Why does Java allow arrays of size 0?

Solution 1:

It signifies that it is empty. I.e. you can loop over it as if it had items and have no result occur:

for(int k = 0; k < strings.length; k++){
   // something
}

Thereby avoiding the need to check. If the array in question were null, an exception would occur, but in this case it just does nothing, which may be appropriate.

Solution 2:

Why does Java allow arrays of size 1? Isn't it pretty useless to wrap a single value in an array? Wouldn't it be sufficient if Java only allowed arrays of size 2 or greater?

Yes, we can pass null instead of an empty array and a single object or primitive instead of a size-one-matrix.

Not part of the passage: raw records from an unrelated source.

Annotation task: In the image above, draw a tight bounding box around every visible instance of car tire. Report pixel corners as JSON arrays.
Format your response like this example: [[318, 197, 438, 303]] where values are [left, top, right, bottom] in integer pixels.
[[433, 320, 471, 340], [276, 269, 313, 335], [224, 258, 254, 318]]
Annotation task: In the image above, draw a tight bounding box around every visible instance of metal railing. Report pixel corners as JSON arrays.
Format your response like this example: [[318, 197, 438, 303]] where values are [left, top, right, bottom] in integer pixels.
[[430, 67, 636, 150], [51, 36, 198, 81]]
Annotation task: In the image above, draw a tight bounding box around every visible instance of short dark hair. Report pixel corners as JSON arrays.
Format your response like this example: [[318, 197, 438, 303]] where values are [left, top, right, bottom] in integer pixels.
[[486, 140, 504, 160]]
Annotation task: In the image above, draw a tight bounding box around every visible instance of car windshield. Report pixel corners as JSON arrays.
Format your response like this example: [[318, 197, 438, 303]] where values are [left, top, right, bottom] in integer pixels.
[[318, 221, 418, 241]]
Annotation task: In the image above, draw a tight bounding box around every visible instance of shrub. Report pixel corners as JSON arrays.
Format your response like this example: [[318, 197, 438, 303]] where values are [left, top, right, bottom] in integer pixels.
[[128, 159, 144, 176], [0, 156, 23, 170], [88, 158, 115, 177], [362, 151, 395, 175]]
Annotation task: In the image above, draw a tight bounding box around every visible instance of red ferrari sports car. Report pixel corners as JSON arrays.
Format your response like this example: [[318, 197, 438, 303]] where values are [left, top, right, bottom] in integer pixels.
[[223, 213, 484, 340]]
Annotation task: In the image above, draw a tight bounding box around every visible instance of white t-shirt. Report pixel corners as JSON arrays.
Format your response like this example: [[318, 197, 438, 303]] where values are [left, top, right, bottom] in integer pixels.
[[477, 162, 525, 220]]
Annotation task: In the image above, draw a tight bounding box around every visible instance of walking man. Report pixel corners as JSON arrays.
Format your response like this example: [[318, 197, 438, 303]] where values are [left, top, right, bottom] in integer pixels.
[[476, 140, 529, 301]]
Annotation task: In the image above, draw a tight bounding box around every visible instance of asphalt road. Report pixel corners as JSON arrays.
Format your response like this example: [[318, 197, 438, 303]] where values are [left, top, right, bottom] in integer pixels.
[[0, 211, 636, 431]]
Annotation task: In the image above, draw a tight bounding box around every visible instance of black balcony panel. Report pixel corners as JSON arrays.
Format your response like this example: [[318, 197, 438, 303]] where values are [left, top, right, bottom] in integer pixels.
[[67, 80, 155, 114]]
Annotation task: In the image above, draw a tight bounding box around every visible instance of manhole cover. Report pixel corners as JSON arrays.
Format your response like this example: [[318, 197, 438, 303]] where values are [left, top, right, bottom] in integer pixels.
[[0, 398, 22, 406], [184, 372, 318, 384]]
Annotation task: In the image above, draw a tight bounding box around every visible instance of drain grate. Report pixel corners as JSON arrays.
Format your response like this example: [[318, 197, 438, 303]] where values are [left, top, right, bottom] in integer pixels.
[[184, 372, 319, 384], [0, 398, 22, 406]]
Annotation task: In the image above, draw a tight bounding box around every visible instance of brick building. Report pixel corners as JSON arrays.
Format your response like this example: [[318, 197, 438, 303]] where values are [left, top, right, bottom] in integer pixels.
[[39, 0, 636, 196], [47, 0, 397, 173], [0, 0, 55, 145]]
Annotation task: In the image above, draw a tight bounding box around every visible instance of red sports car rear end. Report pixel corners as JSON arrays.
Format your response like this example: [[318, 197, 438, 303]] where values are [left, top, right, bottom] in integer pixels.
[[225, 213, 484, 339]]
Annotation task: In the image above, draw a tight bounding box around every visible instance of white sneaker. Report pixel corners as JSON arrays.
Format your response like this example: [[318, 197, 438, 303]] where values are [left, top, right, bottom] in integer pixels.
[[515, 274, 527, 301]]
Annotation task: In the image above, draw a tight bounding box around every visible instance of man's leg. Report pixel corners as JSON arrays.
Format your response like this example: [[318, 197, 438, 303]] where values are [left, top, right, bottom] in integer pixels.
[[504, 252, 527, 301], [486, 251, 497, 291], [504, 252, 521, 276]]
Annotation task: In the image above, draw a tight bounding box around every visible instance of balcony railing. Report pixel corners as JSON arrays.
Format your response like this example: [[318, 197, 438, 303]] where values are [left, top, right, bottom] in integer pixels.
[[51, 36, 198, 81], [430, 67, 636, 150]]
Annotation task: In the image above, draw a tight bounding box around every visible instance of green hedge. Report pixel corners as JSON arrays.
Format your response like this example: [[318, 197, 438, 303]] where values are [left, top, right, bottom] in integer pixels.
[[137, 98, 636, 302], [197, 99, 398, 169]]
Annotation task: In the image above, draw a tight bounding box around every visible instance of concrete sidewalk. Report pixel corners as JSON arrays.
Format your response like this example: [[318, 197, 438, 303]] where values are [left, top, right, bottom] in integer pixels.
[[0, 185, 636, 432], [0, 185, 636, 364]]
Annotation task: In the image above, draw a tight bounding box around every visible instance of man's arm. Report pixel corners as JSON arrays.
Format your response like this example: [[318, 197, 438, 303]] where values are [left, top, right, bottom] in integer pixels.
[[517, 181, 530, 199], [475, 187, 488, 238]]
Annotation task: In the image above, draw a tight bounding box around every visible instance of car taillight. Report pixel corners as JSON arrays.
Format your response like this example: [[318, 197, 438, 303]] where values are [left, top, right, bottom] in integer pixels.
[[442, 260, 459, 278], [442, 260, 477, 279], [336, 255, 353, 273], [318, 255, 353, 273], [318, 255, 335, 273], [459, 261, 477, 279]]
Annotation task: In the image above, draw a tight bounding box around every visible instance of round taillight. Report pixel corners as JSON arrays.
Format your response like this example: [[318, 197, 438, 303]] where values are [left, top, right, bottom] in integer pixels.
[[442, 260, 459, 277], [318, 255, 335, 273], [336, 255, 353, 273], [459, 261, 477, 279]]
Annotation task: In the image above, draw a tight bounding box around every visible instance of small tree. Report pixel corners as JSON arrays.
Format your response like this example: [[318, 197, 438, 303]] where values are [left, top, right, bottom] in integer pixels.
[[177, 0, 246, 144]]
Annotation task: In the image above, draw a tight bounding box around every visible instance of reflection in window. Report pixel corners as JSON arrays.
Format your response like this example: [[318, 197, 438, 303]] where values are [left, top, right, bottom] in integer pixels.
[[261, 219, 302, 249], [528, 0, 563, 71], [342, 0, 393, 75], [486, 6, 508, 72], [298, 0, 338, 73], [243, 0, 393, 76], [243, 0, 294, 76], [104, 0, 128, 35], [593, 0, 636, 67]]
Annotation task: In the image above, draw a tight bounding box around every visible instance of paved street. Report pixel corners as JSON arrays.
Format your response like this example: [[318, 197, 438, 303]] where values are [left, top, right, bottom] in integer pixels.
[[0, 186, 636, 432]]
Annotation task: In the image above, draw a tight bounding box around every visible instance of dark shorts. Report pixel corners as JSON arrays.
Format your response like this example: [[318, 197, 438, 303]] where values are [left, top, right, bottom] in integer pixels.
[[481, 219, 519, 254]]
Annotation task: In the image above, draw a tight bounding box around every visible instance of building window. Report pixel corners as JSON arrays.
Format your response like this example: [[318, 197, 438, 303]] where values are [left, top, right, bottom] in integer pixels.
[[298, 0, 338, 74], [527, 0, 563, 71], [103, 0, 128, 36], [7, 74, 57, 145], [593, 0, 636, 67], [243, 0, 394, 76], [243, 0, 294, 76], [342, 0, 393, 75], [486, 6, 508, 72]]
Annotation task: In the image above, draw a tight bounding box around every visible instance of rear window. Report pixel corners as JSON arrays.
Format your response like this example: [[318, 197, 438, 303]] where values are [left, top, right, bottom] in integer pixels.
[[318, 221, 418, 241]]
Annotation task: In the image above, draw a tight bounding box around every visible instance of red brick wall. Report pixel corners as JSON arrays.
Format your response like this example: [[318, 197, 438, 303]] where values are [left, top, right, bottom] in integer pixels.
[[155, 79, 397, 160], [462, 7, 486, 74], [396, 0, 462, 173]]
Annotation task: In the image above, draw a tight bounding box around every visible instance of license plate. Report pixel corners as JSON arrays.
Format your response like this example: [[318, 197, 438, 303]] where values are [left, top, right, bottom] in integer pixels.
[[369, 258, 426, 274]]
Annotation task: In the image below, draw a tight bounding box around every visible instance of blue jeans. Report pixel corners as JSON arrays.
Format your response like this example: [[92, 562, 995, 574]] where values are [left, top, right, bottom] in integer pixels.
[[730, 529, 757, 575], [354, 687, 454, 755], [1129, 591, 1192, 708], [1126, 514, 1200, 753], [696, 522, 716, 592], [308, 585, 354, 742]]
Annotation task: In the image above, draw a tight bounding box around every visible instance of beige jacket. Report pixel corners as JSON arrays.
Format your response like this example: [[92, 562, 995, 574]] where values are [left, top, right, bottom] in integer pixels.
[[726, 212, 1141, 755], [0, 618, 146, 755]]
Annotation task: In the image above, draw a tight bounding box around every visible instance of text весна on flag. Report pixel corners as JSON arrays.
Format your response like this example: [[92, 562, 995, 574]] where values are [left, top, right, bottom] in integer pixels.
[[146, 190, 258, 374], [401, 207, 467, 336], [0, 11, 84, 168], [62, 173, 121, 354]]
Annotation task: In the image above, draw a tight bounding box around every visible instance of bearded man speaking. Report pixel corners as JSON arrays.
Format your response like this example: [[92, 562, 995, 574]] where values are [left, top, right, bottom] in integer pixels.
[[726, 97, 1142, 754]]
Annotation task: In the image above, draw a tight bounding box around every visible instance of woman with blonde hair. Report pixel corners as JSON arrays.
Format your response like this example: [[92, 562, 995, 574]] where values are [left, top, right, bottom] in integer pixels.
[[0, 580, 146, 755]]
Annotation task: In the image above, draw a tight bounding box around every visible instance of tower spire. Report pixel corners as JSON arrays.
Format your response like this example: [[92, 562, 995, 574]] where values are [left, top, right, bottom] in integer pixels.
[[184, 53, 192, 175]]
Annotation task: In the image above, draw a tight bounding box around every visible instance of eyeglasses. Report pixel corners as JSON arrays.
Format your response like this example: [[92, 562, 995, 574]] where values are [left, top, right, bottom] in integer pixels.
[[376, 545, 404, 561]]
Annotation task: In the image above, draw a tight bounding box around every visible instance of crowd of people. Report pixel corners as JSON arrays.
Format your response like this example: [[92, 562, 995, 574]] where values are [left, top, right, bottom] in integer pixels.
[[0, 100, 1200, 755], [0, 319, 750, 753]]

But there are some good arguments against such an restriction. My personal top arguments:

Restriction is too complicated and not really necessary

To limit arrays to sizes [1..INTEGER.MAX_INT] we'd have to add a lot of additional boudary checks,(agree to Konrads comment) conversion logic and method overloads to our code. Excluding 0 (and maybe 1) from the allowed array sizes does not save costs, it requires additional effort and has an negative impact on performance.

Array models vector

An array is a good data model for a vector (mathematics, not the Vector class!). And of course, a vector in mathematics may be zero dimensional. Which is conceptually different from being non-existant.


Sidenote - a prominent wrapper for an (char-)array is the String class. The immutable String materializes the concept of an empty array: it is the empty String ("").